Como chegar e onde montar a base
São Raimundo Nonato é a principal base urbana. A sede do parque fica na cidade, a aproximadamente 26 quilômetros da guarita do Boqueirão da Pedra Furada e 19 quilômetros do acesso da Serra da Vermelha. Coronel José Dias é outra opção, especialmente para circuitos próximos a determinadas entradas.
Por terra, São Raimundo Nonato fica a cerca de 530 quilômetros de Teresina pela rota indicada pelo ICMBio. Petrolina, em Pernambuco, também é usada como porta de entrada regional. Como horários de voos e ônibus sofrem alterações, o viajante deve confirmar a operação antes de comprar hospedagem não reembolsável.
Não há transporte coletivo regular entre os centros urbanos e as entradas do parque, conforme a orientação oficial consultada. É preciso organizar carro, táxi, traslado ou transporte com guia. As distâncias entre circuitos tornam esse planejamento parte essencial da viagem.
Museus completam o que as trilhas mostram
O Museu do Homem Americano, em São Raimundo Nonato, apresenta pesquisas, achados e explicações que ajudam a interpretar os sítios. Já o Museu da Natureza, próximo ao parque, percorre a formação geológica, as mudanças climáticas e a evolução da vida na região.

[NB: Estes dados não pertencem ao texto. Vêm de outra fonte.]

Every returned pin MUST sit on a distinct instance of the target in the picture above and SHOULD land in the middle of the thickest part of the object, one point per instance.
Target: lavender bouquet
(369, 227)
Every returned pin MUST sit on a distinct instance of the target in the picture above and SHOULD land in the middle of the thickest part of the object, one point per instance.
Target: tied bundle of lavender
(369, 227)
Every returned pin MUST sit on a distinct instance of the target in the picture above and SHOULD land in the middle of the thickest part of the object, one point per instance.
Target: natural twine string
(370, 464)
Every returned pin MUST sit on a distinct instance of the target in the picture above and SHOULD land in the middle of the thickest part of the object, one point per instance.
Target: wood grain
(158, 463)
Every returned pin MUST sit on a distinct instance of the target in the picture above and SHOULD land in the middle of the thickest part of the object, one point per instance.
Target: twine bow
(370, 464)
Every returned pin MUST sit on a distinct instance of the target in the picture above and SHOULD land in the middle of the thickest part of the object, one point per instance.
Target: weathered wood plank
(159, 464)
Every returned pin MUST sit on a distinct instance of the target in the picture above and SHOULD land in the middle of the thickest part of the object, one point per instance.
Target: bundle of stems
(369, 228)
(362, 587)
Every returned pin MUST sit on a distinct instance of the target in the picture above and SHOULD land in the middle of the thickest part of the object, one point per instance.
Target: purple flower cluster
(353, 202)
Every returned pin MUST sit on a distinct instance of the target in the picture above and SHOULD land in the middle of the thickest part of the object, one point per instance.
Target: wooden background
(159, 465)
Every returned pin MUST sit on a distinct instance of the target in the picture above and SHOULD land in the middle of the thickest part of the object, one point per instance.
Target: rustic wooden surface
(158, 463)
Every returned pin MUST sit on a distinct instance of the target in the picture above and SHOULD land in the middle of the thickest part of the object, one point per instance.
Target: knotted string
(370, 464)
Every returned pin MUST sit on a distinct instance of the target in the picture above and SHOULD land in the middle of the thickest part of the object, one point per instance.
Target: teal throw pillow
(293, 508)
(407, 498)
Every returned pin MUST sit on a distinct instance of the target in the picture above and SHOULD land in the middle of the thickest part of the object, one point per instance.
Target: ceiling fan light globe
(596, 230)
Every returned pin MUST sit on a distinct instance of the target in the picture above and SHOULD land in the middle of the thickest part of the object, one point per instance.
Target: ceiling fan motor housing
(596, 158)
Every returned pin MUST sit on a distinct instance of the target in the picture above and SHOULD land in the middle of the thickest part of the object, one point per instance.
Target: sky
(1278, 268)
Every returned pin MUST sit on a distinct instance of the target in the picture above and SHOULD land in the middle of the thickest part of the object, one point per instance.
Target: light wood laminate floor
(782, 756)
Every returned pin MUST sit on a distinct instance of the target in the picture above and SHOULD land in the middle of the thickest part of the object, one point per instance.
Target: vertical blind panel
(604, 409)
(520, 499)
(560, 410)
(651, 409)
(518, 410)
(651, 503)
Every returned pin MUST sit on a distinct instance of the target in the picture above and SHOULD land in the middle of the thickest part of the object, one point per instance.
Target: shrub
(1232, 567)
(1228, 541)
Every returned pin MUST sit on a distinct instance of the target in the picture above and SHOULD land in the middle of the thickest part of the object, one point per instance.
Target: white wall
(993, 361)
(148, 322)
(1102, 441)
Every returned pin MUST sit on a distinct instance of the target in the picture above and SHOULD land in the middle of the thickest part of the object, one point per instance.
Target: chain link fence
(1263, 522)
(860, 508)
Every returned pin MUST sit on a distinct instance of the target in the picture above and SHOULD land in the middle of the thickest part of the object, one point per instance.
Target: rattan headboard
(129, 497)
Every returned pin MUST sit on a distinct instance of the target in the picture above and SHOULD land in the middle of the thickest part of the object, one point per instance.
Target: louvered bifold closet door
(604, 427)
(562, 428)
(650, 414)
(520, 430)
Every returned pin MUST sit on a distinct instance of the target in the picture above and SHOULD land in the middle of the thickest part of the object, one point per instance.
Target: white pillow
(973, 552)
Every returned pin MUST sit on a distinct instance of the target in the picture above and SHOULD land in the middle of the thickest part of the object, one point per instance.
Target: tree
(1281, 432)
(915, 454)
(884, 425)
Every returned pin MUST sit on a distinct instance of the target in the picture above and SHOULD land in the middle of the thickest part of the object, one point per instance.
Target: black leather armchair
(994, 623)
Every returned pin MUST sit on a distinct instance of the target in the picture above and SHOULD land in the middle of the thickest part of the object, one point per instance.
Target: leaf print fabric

Visitar ao menos um deles antes ou depois das trilhas muda a experiência. As figuras deixam de ser apenas imagens antigas e passam a ocupar uma linha do tempo que conecta ambiente, tecnologia e sobrevivência humana.
Acessibilidade avançou, mas deve ser confirmada
O ICMBio informa que o parque possui sítios adaptados para cadeirantes, com passarelas e estruturas de acesso, além de cadeiras Julietti para determinadas atividades. Nem todos os circuitos oferecem as mesmas condições.
Pessoas com mobilidade reduzida devem conversar previamente com o condutor e informar suas necessidades. Assim, o roteiro pode priorizar locais acessíveis, reduzir deslocamentos difíceis e verificar a disponibilidade dos equipamentos.
A Serra da Capivara recompensa quem viaja sem pressa. Seu valor está na combinação de arqueologia, natureza e comunidades locais. Ao contratar condutores, utilizar serviços da região e respeitar as regras de conservação, o visitante também participa da proteção de um patrimônio que levou milhares de anos para chegar até nós.
Fontes consultadas
ICMBio — informações oficiais de visitação; Unesco — Parque Nacional da Serra da Capivara; e BNDES — preservação do patrimônio da Serra da Capivara. Informações consultadas em 22 de julho de 2026; condições de acesso devem ser confirmadas antes da viagem.